Vint le mois de Nissan et, avec lui, tous les Juifs de Lyozna commencèrent à faire leurs préparatifs pour Pessa’h. Les boulangeries se mirent à cuire les matsot et la ville entière était en proie à la hâte et à l’activité. Tout le monde était occupé. Les maîtres fermaient leurs écoles, les élèves se relâchaient dans leurs études et tous se préparaient à la fête qui approchait. Pour la même raison, Abraham cessa de venir voir Barou’h toutes les nuits comme auparavant. « La sainte fête approche, dit Abraham à Barou’h. Pendant tout ce temps je ne t’ai pas invité à ma table, car je savais que tu préfèrerais ne pas venir, mais Pessa’h est une chose différente. Pessa’h doit être célébré convenablement et je désire vivement que tu le passes avec moi, chez moi. Tu seras le bienvenu. »
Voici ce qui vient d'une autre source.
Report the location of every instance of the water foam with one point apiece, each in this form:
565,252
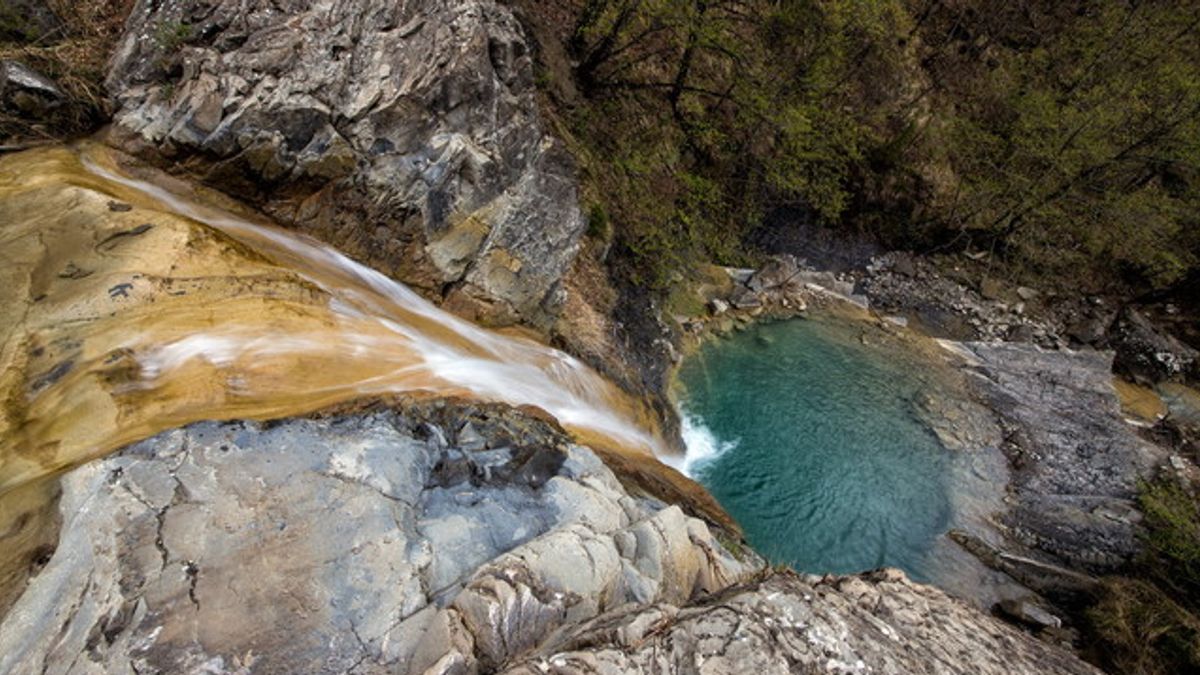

Pendant quelques nuits Abraham et Barou’h ne se virent pas. Quelques jours avant Pessa’h, Abraham vint au Beth-Hamidrache pour rappeler à Barou’h qu’il l’attendait pour les Sédarim et pour tout le Yom Tov. Mais Barou’h n’était plus dans le Beth-Hamidrache; il avait disparu. Apparemment, il ne voulait pas accepter l’invitation d’Abraham, et, en même temps, il ne voulait pas lui refuser son hospitalité, aussi il disparut simplement sans laisser de trace derrière lui.

Abraham fut profondément bouleversé par la disparition de Barou’h, mais que pouvait-il y faire ? Il ne savait absolument pas où le chercher.

Et qu’était-il arrivé à Barou’h ? Barou’h, qui avait entendu tellement parler du grand Rabbi Abraham-Zéev de Bieshenkovitch, sentit soudain un désir irrésistible d’aller à Bieshenkovitch et de devenir disciple de ce grand savant.